Mechanism underlying bacterial resistance to the antibiotic albicidin revealed

Bacterial resistance to antibiotics is a growing problem associated with millions of deaths around the world every year. Understanding how bacteria evolve resistance is key to developing more effective antibiotics and strategies for using them.

In recent years, albicidin has emerged as a promising antibiotic capable of killing a wide range of bacterial species by disrupting their DNA replication. Researchers are working to develop new albicidin-based medications; yet, despite its promise, some bacteria are able to develop resistance to albicidin.

To further investigate albicidin resistance mechanisms, Saathoff and colleagues conducted a suite of experiments employing a broad set of tools, including RNA sequencing, protein analysis, X-ray crystallography, and molecular modeling. They found that two bacteria often associated with human infection -- Salmonella typhimurium and Escherichia coli -- develop resistance to albicidin when exposed to increasingly higher concentrations of the compound. Their analysis narrowed down the source of this resistance to an increase in the number of copies of a gene known as STM3175 (YgiV) in the bacterial cells, which is amplified in each new generation of cells as they multiply. STM3175 encodes a protein that interacts with albicidin in such a way that protects the bacteria from it.
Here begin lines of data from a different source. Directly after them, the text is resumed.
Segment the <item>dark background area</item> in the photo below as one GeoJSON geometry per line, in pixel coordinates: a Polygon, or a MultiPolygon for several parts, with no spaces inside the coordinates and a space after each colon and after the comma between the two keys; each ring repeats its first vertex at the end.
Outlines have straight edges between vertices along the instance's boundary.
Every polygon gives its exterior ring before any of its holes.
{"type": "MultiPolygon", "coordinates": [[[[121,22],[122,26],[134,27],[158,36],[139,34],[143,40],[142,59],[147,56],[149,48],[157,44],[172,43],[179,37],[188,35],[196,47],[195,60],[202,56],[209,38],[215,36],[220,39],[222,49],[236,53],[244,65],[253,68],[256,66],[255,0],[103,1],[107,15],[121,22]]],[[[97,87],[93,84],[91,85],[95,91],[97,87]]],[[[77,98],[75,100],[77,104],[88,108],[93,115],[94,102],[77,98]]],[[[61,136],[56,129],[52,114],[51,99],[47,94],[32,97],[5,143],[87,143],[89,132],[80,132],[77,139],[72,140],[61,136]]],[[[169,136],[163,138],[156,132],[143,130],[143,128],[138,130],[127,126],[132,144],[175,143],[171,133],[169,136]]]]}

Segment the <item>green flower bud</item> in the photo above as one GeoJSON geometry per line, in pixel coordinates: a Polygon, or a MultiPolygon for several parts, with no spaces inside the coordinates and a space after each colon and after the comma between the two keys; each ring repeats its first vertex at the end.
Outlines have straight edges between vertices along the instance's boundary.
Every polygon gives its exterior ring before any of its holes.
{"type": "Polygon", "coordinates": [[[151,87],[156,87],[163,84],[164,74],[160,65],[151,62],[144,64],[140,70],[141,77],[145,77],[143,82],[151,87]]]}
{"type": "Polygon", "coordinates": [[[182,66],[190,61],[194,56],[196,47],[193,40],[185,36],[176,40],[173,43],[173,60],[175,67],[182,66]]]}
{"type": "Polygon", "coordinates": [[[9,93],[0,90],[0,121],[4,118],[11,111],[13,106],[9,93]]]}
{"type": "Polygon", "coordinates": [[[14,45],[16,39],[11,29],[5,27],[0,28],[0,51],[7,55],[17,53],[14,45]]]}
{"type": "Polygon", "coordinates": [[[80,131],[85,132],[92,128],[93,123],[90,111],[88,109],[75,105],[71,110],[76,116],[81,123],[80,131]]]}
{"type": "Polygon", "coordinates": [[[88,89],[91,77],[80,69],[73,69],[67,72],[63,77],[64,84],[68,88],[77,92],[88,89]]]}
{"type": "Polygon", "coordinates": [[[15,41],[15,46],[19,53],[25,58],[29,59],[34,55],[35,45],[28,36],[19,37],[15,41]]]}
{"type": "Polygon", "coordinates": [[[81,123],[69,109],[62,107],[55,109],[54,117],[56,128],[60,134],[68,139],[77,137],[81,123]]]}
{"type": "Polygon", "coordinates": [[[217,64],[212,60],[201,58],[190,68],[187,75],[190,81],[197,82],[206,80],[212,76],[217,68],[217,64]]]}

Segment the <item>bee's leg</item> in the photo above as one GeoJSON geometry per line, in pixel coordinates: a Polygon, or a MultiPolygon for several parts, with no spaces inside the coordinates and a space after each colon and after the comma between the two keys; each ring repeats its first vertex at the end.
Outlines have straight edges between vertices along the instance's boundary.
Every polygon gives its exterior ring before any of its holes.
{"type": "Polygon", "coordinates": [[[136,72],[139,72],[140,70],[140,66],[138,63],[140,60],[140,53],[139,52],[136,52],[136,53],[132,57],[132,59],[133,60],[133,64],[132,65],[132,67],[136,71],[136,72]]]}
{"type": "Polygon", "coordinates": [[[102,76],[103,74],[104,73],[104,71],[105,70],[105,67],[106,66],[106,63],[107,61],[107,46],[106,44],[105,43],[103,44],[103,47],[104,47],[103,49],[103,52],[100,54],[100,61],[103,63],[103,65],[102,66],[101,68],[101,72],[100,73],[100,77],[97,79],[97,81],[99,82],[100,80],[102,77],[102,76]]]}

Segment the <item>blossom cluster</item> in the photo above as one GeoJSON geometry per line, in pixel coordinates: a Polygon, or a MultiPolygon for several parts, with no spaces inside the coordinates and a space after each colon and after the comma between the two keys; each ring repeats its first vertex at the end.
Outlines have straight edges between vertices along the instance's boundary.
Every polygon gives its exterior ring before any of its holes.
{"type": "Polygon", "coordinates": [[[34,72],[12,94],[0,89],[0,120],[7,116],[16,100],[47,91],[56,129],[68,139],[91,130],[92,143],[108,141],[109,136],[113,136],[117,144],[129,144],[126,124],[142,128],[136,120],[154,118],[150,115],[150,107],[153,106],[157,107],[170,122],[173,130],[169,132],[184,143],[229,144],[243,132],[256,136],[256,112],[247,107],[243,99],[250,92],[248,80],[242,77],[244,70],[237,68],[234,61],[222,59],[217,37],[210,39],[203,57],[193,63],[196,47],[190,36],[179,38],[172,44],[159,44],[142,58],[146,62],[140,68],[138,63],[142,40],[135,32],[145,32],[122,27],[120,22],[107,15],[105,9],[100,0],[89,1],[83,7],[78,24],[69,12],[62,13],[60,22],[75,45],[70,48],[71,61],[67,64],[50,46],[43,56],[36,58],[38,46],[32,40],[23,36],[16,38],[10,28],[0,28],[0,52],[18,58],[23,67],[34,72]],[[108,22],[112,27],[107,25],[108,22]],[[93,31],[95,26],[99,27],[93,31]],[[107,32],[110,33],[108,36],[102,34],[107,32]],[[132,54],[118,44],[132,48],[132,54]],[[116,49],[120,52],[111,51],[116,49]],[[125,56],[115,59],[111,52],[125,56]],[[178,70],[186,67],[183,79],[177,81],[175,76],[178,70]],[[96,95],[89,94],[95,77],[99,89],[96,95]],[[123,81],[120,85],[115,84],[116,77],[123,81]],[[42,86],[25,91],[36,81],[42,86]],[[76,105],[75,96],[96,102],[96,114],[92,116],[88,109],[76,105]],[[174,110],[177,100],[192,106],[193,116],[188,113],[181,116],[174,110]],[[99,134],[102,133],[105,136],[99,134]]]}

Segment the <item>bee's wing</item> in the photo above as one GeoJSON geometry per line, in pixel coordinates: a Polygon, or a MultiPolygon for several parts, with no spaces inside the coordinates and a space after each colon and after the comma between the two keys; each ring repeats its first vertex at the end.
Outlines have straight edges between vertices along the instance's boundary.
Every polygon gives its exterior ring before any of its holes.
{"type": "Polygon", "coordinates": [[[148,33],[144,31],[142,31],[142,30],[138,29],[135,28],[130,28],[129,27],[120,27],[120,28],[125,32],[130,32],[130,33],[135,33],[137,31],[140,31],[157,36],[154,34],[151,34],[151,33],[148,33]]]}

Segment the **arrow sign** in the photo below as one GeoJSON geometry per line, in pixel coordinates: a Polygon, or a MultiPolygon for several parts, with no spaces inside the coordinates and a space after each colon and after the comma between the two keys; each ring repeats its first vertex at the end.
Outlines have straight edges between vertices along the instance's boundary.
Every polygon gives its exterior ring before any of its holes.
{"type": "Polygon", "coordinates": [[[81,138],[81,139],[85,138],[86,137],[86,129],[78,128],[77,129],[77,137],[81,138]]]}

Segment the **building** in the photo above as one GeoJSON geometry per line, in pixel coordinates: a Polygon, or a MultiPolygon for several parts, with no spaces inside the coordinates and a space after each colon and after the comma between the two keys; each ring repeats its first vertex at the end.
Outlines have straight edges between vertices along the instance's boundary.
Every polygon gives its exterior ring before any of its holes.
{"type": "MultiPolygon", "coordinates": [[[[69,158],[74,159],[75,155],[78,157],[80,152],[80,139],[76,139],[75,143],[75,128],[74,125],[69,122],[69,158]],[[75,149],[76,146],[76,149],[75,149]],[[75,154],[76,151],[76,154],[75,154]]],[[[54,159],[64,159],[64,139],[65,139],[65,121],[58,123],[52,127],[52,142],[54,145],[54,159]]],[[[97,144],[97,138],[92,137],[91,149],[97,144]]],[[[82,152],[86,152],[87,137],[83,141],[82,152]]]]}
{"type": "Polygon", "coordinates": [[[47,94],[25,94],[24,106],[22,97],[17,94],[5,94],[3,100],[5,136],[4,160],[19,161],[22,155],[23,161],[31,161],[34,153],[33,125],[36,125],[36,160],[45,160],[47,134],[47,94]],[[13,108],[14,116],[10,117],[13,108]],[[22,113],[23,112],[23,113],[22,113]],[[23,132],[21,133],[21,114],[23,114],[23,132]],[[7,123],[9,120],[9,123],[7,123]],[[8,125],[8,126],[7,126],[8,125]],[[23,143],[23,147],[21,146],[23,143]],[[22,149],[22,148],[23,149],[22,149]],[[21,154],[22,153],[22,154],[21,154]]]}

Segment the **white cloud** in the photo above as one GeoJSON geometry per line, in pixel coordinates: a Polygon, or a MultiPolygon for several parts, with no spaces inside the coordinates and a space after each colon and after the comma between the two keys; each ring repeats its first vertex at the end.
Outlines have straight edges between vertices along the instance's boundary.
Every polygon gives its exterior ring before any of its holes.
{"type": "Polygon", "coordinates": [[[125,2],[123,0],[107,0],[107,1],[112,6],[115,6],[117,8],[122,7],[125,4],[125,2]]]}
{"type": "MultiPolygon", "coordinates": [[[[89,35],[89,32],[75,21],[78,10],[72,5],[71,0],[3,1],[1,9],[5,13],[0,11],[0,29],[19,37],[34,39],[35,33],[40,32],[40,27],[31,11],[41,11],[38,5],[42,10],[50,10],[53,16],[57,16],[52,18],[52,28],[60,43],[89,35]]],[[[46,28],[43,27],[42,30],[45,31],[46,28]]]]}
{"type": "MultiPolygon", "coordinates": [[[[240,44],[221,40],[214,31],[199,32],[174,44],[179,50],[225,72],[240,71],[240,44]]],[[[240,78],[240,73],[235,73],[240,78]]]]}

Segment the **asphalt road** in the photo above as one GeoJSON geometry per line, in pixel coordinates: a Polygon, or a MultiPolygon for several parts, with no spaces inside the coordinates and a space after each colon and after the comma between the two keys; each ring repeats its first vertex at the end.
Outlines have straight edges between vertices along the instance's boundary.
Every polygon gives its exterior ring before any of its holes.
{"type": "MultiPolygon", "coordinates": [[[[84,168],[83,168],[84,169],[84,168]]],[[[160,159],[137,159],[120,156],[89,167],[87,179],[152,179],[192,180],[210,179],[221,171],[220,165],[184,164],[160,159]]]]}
Further experiments showed that the same albicidin-resistance mechanism is widespread among both pathogenic and harmless bacteria, including the microbes Vibrio vulnificus, which can infect wounds, and Pseudomonas aeruginosa, which can cause pneumonia and other infections. These findings could help inform the ongoing development of albicidin-based antibiotic strategies.

The authors add, "Our study reveals a gene duplication and amplification-based mechanism of a transcriptional regulator in Gram-negative bacteria, that mediates resistance to the peptide antibiotic albicidin."